There is no single right answer to this question, I feel. My answer is
to use ASCII-based legacy encodings with charset names that are
supported by all of the browser versions, with both HTTP and META
charset. YMMV (Your Mileage May Vary).

However, there are other examples that you can draw your own conclusions
from. Yahoo Japan uses a comment near the top of the page with a pair of
bytes that only occur in EUC-JP (and not Shift-JIS and ISO-2022-JP).
Since 99.9% of all Japanese-speaking users use browsers that have been
configured (in some cases by default) to auto-detect EUC-JP vs Shift-JIS
vs ISO-2022-JP, Yahoo Japan's method is quite effective. Don't quote me
on the 99.9% figure. It's just a wild guess, stated more for the sake of
the argument than anything else. Try typing www.yahoo.co.jp into my
HTTP/HTML source viewer:

  http://webtools.mozilla.org/web-sniffer/

> (The reason for this approach, by the way, is that it would both work
> reliably now and prepare the way nicely for a rather gradual change from
> those legacy encodings into UTF-8, which would be just another ASCII-based
> encoding in this scenario. It's too early for UTF-8 for the general,
> consumer web pages, but the same web server could begin serving UTF-8 behind
> the firewall, where we could be more daring.)

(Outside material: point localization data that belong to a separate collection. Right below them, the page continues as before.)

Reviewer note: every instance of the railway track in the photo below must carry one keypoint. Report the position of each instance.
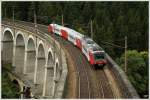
(91, 83)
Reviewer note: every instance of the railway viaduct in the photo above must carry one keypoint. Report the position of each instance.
(37, 62)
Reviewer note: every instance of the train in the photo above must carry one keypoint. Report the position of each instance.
(92, 51)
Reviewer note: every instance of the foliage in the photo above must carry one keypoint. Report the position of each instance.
(137, 70)
(9, 89)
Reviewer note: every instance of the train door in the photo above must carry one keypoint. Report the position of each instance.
(78, 43)
(64, 34)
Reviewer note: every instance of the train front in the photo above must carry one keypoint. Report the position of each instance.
(98, 59)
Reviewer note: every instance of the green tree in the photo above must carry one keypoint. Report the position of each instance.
(137, 70)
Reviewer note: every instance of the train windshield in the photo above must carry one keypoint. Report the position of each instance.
(98, 56)
(90, 42)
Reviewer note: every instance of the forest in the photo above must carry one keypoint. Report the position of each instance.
(112, 21)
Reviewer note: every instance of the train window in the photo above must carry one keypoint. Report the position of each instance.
(71, 37)
(90, 42)
(99, 56)
(84, 49)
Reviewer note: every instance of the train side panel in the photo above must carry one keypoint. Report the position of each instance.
(78, 43)
(64, 34)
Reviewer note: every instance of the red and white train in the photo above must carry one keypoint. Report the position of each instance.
(93, 52)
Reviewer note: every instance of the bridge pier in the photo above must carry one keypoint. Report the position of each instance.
(13, 58)
(35, 72)
(45, 79)
(25, 62)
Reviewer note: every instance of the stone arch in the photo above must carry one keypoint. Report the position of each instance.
(20, 52)
(7, 30)
(50, 74)
(31, 43)
(31, 57)
(41, 50)
(7, 46)
(40, 66)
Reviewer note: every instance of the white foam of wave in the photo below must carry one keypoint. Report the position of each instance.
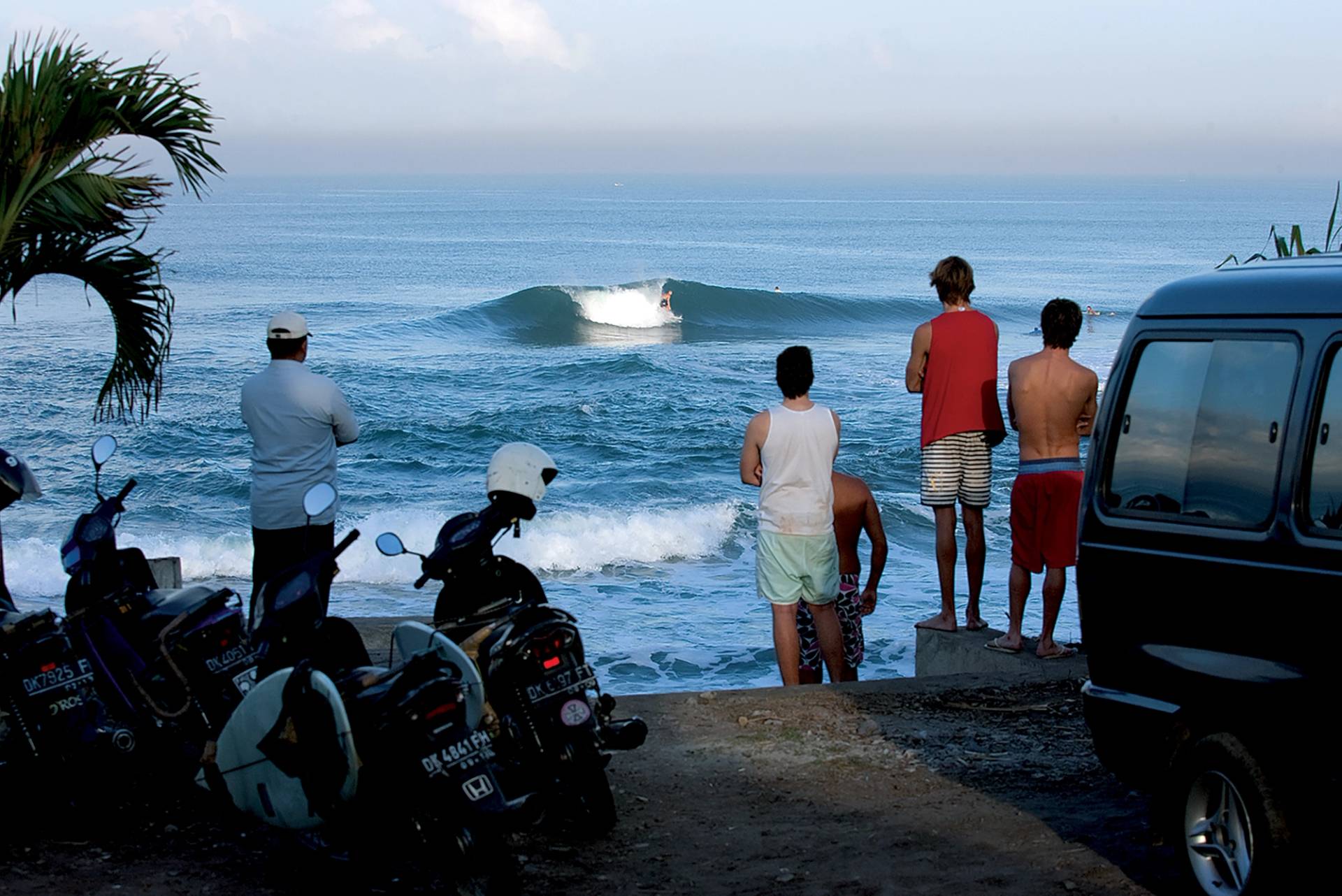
(568, 541)
(637, 308)
(587, 541)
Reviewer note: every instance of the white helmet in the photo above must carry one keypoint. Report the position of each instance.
(520, 468)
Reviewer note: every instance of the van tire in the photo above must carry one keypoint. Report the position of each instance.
(1225, 821)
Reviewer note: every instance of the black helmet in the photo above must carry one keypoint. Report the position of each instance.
(17, 481)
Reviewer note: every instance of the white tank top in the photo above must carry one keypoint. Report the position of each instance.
(796, 494)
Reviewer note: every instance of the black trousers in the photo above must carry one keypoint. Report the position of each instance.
(278, 549)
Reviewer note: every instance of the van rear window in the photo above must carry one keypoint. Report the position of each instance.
(1202, 428)
(1326, 464)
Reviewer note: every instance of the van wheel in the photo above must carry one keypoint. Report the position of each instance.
(1234, 830)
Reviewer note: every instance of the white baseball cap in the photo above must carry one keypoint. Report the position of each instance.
(287, 325)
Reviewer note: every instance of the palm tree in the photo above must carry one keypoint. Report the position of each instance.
(75, 201)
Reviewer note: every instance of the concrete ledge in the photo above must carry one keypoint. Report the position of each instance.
(167, 570)
(958, 652)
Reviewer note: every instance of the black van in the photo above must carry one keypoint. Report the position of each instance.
(1211, 545)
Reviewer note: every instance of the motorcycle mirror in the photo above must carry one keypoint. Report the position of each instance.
(102, 449)
(319, 499)
(391, 545)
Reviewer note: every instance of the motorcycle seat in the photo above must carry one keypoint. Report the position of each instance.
(167, 604)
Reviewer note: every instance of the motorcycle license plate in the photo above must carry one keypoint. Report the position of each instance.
(57, 675)
(465, 753)
(561, 683)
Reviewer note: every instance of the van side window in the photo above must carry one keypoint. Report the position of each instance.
(1202, 428)
(1326, 467)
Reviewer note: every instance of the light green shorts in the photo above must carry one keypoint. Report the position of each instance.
(798, 568)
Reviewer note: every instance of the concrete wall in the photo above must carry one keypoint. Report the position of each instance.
(167, 570)
(957, 652)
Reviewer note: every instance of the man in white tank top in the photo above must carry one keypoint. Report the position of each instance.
(789, 452)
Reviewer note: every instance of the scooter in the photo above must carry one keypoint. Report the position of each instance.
(556, 728)
(173, 663)
(50, 710)
(367, 754)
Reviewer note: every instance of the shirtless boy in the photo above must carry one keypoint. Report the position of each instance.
(856, 510)
(1051, 404)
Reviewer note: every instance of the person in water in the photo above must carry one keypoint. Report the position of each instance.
(1051, 404)
(856, 510)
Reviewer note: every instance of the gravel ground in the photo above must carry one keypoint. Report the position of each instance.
(945, 785)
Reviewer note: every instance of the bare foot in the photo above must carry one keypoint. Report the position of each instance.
(939, 623)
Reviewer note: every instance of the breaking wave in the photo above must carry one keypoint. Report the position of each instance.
(572, 315)
(575, 541)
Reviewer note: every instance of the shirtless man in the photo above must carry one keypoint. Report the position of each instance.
(856, 510)
(1051, 404)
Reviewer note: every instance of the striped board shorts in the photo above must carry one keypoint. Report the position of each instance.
(957, 467)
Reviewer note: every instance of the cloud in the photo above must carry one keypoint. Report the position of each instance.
(172, 27)
(521, 27)
(356, 24)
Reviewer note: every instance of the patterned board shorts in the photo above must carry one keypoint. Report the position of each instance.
(958, 467)
(850, 623)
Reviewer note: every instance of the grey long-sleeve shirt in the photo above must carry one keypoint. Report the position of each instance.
(297, 419)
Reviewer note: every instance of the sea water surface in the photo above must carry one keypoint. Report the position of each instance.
(461, 313)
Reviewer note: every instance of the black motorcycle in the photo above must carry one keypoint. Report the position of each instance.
(556, 728)
(364, 754)
(172, 663)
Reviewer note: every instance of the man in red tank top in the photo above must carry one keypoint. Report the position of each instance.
(953, 364)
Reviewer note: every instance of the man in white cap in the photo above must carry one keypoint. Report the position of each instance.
(297, 420)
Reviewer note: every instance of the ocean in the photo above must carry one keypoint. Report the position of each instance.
(461, 313)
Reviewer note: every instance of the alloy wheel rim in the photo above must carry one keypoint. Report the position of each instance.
(1218, 834)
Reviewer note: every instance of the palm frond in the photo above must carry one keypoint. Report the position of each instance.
(71, 205)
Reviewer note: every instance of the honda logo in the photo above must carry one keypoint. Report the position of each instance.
(478, 788)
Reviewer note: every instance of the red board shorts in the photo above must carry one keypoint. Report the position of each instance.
(1043, 513)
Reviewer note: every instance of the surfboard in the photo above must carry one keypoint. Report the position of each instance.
(254, 782)
(415, 637)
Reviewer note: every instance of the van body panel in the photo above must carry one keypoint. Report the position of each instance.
(1195, 624)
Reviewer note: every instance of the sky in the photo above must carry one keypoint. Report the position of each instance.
(742, 86)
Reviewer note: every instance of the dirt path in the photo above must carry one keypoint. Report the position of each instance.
(867, 789)
(911, 786)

Yes, this sounds good. Let me add that there are good ways to migrate
towards UTF-8. Server-side software can look at the User-Agent header to
decide whether or not it is safe to send UTF-8. As I mentioned before,
it is *not* safe to send UTF-8 to Netscape 4.X. Server-side software can
request UTF-8, and clients can send UTF-8, if HTML forms contain the
accept-charset attribute with UTF-8. Note that Netscape 4.X does not
support accept-charset in forms, though. I'm mentioning this attribute
for future migration planning.

> Would there be problems caused by leaving off the HTTP header charset
> declaration and doing all the charset declarations in the HTML meta tag?
> Would these problems be significant enough that some method really would
> have to be found to include an HTTP header that matched the page's meta tag?

For now, you may want to choose to emit only the META charset. But I
think I have given good reasons why you ought to work on getting the
HTTP charset in there too, eventually.

> Would it actually be better to declare a wrong encoding in an HTTP header
> than declare none at all, for some reason (still assuming all pages were
> correctly meta tagged)?

No, there is no situation where this is "better" (though the early
Netscape 4.X versions wouldn't be adversely affected by this). Most
current browser versions would have trouble with that.

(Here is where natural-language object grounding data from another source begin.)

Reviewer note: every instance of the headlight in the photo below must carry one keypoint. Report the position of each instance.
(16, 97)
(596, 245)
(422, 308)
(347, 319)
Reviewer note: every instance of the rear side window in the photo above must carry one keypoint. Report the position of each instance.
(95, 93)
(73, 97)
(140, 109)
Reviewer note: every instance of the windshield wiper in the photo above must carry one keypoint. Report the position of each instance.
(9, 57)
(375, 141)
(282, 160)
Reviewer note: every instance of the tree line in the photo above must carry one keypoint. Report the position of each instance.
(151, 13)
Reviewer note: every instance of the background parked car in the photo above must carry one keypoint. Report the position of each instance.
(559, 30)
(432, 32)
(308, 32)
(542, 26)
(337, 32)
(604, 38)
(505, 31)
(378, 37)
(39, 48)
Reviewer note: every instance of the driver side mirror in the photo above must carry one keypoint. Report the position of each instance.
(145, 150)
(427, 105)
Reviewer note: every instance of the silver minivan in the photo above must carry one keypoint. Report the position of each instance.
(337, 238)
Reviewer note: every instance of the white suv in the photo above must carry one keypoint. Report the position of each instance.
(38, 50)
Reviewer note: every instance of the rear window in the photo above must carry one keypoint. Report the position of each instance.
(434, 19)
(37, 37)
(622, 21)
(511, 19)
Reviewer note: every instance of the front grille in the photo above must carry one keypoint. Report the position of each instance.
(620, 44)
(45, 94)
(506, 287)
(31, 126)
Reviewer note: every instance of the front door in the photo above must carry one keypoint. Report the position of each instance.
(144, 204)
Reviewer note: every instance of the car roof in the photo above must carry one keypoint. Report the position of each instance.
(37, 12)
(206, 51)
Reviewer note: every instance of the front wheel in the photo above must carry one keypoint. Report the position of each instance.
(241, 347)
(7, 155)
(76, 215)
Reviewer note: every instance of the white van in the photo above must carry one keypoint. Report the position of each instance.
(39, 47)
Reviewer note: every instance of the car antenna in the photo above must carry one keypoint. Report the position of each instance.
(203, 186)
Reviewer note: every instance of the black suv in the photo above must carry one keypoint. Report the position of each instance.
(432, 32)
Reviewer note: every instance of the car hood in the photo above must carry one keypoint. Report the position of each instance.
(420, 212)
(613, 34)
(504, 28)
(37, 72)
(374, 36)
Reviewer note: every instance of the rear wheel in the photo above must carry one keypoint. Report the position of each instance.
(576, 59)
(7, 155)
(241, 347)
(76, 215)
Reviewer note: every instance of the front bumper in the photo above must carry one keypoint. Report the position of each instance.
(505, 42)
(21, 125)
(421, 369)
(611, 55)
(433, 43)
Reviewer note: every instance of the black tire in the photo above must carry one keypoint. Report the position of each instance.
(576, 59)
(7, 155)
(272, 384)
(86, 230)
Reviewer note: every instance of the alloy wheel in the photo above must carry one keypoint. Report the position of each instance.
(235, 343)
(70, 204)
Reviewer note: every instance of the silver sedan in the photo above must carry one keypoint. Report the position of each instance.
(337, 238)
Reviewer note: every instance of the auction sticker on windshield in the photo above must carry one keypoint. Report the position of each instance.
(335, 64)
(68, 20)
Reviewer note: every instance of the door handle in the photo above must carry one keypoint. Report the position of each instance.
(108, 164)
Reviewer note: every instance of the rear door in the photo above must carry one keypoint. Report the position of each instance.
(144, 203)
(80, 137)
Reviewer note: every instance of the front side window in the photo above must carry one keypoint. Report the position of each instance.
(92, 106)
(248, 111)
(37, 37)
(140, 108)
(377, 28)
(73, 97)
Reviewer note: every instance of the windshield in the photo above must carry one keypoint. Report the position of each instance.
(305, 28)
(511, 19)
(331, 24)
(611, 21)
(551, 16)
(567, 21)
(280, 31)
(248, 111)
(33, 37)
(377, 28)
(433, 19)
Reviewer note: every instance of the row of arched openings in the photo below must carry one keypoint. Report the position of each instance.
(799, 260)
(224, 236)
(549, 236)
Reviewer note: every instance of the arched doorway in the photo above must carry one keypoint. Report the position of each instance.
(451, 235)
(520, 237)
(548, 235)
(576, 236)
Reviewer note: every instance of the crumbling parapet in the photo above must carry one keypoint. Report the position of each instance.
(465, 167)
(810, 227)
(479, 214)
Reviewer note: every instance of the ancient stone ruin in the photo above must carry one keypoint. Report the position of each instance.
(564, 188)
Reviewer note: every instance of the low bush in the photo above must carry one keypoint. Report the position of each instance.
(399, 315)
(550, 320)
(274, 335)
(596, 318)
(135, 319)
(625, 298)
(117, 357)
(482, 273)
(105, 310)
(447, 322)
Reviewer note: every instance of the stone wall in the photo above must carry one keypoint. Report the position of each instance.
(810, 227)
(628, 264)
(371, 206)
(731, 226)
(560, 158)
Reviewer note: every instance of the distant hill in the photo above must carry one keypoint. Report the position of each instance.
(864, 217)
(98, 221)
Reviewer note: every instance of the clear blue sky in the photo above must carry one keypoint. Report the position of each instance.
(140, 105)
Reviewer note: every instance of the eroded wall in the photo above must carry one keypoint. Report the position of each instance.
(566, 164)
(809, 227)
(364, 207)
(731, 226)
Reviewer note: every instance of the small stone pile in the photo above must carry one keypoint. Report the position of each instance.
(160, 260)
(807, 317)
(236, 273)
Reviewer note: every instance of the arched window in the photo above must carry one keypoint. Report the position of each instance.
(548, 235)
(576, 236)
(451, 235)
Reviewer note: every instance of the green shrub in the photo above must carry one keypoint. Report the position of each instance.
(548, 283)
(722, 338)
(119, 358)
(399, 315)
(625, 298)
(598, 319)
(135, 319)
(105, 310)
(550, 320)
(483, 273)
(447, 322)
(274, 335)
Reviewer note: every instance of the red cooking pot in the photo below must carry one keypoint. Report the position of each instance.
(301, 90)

> I'm leaving aside the question of non-ASCII-compatible encodings like
> UTF-16, which obviously have different issues. If your meta tag is written
> in UTF-16, somehow you're going to have to know the encoding before you can
> read a meta tag, via HTTP, BOM, or some heuristic. It just doesn't seem
> likely to me that any such encoding would be practical on a busy consumer
> website that only serves one language per page, but has to have that page
> work on a very wide range of browsers. I'm willing to put those encodings
> aside for now in favor of ASCII-compatible encodings.

Wise decision. Please consider my migration proposals above.